Esto fue lo que me contestó:
 
Diana,
Gracias otra vez por la oportunidad que me has dado ayer. Era un encuentro conmovedor y muy emocionante. Hablemos de muchas cosas pero tambien muchas preguntas quedaron sin respuesta, pero nose puede incluir tantos siglos de la historia de conviviencia, a veces dificil, en un encuentro de dos horas y supongo que mucha gente se quedo insatisfecha, como yo.
Tu carta tambien me muestra que hay que seguir hablando para empezar de entender a otra parte. Como los polacos tienen que entender los judios y su dolor asi mismo los judios tienen que hacer esfuerzo de entender a los polacos.

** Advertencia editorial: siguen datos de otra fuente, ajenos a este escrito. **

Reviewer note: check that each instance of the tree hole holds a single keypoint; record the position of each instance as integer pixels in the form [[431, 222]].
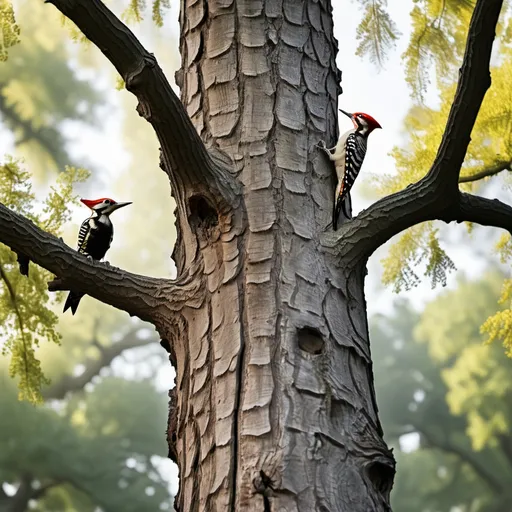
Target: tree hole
[[202, 213], [381, 475], [310, 340]]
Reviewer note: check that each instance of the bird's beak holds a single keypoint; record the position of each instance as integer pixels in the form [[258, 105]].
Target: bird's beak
[[347, 114], [88, 202], [116, 206]]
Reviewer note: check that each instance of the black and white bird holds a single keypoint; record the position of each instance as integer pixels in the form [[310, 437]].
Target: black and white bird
[[348, 156], [95, 236]]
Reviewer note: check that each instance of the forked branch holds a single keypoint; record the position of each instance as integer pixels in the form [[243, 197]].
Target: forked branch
[[437, 195], [185, 157], [148, 298]]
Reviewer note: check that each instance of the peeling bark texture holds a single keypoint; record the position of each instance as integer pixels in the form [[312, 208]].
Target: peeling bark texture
[[274, 407], [273, 371]]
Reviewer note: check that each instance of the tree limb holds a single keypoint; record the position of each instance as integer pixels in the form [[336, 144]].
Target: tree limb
[[487, 212], [69, 383], [436, 196], [491, 171], [182, 148], [148, 298]]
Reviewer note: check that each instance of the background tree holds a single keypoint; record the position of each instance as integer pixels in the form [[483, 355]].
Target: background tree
[[438, 381], [253, 364]]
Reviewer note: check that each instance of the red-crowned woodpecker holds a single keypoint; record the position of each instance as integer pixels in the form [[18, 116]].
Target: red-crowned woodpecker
[[94, 237], [348, 156]]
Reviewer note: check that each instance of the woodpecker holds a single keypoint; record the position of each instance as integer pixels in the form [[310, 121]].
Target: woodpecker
[[94, 237], [348, 157]]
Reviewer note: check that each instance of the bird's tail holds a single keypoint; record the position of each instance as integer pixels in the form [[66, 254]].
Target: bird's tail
[[72, 301], [336, 212]]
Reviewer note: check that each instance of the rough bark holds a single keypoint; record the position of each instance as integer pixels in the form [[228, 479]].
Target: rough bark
[[281, 381], [274, 405]]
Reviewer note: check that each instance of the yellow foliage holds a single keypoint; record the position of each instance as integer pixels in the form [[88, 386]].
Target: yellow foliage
[[9, 29]]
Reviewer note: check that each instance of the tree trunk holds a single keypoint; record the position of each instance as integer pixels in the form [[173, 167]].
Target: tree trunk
[[274, 407], [273, 367]]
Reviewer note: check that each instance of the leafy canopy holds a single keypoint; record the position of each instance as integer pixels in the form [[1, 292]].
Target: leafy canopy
[[24, 310], [438, 385]]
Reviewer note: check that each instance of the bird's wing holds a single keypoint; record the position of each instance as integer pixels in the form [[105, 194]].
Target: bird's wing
[[84, 234], [354, 156]]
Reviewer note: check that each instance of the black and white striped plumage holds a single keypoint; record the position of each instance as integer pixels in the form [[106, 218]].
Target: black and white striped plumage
[[354, 155], [348, 156], [94, 238]]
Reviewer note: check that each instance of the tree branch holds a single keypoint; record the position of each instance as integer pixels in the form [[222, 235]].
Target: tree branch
[[69, 383], [182, 148], [491, 171], [436, 196], [487, 212], [148, 298]]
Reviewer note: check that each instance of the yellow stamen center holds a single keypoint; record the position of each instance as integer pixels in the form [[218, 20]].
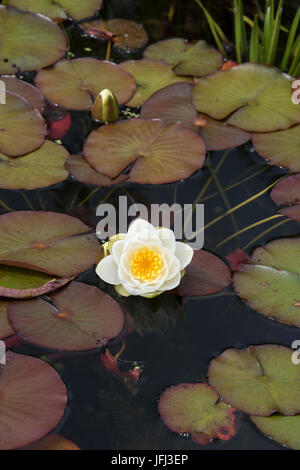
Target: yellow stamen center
[[146, 265]]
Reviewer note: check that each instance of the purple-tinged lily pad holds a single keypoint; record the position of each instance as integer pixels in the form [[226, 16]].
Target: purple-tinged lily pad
[[157, 152], [22, 128], [29, 92], [60, 10], [283, 429], [125, 34], [206, 274], [280, 148], [251, 96], [194, 408], [75, 83], [78, 318], [38, 169], [197, 59], [19, 283], [270, 283], [28, 41], [174, 104], [32, 400], [5, 327], [78, 167], [48, 242], [258, 380], [150, 76], [52, 442]]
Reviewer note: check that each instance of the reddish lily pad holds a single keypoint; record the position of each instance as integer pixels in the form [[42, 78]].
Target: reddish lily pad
[[21, 283], [78, 318], [125, 34], [280, 148], [78, 167], [174, 104], [52, 442], [29, 92], [270, 283], [22, 128], [251, 96], [283, 429], [32, 393], [57, 10], [5, 327], [158, 153], [257, 380], [150, 76], [48, 242], [206, 274], [38, 169], [25, 39], [196, 409], [74, 84], [197, 59]]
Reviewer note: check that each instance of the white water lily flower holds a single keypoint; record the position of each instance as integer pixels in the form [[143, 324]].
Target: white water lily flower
[[146, 261]]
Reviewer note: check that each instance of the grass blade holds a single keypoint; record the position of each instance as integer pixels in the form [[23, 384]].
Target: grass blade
[[254, 41], [290, 41]]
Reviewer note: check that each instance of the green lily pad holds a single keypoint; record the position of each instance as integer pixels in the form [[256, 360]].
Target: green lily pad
[[25, 40], [197, 59], [253, 97], [150, 76], [38, 169], [78, 167], [48, 242], [206, 274], [5, 327], [280, 148], [258, 380], [32, 400], [22, 128], [270, 283], [195, 408], [57, 10], [125, 34], [157, 152], [29, 92], [174, 104], [78, 318], [19, 283], [74, 84], [283, 429]]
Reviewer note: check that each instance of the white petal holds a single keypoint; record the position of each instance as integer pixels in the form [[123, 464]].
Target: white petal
[[117, 250], [171, 283], [107, 270], [184, 253], [167, 238], [137, 226]]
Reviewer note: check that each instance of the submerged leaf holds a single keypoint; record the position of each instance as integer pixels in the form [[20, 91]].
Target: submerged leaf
[[257, 380], [31, 393], [28, 41], [156, 153], [197, 59], [78, 318], [195, 409]]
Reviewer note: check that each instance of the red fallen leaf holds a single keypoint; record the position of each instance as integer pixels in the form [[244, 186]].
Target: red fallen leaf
[[110, 364], [228, 65], [236, 258], [58, 129]]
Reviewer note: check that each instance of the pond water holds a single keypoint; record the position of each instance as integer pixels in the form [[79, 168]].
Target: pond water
[[103, 411]]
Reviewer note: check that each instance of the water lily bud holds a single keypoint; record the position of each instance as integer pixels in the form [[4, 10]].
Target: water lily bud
[[105, 107]]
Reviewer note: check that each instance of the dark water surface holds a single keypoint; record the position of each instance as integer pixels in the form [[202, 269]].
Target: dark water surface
[[103, 412]]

Como escribiste compartimos muchos anos en la misma casa, polacos como duenos y judios como invitados al principio, que con tiempo se convirtieron en coinquilinos. La confiviencia no era un camino de rosas pero funcionaba y Polonia se convirtio en un centro mas grande de Europa de la cultura judia. Un dia vino el intruso que mato a los coinquilinos y a los duenos les quito la casa. Despues Polonia y el mundo nunca sera lo mismo. 
 
Para todos fue evidente que tienen que haber más de estos encuentros que por un lado nos ayuden a comprender y que ayuden a los polacos a hacerse cargo, a hacer el trabajo que aún tienen pendiente y que tal vez les sea imprescindible para formar parte de la Unión Europea.